Sur la demande d'obliger les époux X... et autres riverains à passer par la déviation existante :
Par voie de conséquence le rejet de la demande prononcé par le jugement déféré sera aussi confirmé.
Sur les frais irrépétibles :
La disposition du premier jugement sur les frais irrépétibles n'est pas contestée.
Aucune considération d'équité ou d'économie ne commande qu'il soit fait application de l'article 700 du code de procédure civile pour les frais exposés en appel.

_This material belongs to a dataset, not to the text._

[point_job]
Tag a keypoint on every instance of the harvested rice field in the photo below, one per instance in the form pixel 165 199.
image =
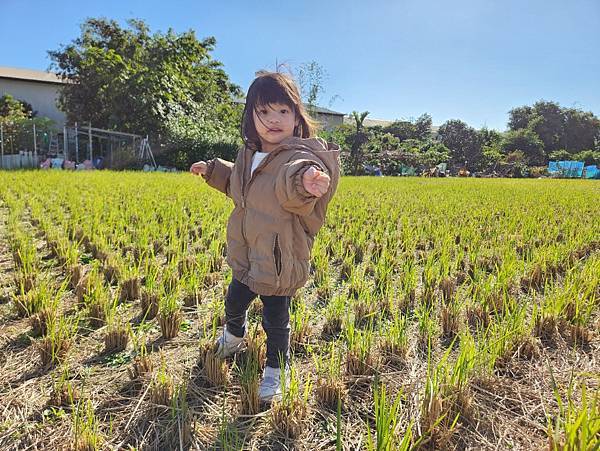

M. C... succombant en la plupart de ses prétentions sera condamné aux dépens de première instance et d'appel.
PAR CES MOTIFS,
LA COUR :
Réforme le jugement déféré
-en ce qu'il a constaté que la parcelle 1181 n'était grevé d'aucune servitude,
- en ce qu'il a rejeté la demande de constater que la parcelle 1180 n'est pas enclavée,
Statuant à nouveau,
Constate que la parcelle 1181 est grevée, au profit de la seule parcelle 1176, d'une servitude conventionnelle de passage dont l'assiette est le « chemin d'exploitation », conformément au plan annexé à l'acte du 7 décembre 2006,
Dit que la parcelle 1180 qui bénéficie d'un droit de passage conventionnel jusqu'à la route départementale n'est pas enclavée,
Confirme le jugement déféré en toutes ses autres dispositions,
Y ajoutant,
Déclare irrecevable comme nouvelle en appel la demande tendant à ce que soit constaté l'absence d'enclavement des parcelles appartenant aux consorts Y..., Z...et B...,
Déboute les parties de leurs demandes au titre de l'article 700 du code de procédure civile pour les frais irrépétibles exposés en appel,
Condamne M. C... aux dépens de première instance et d'appel.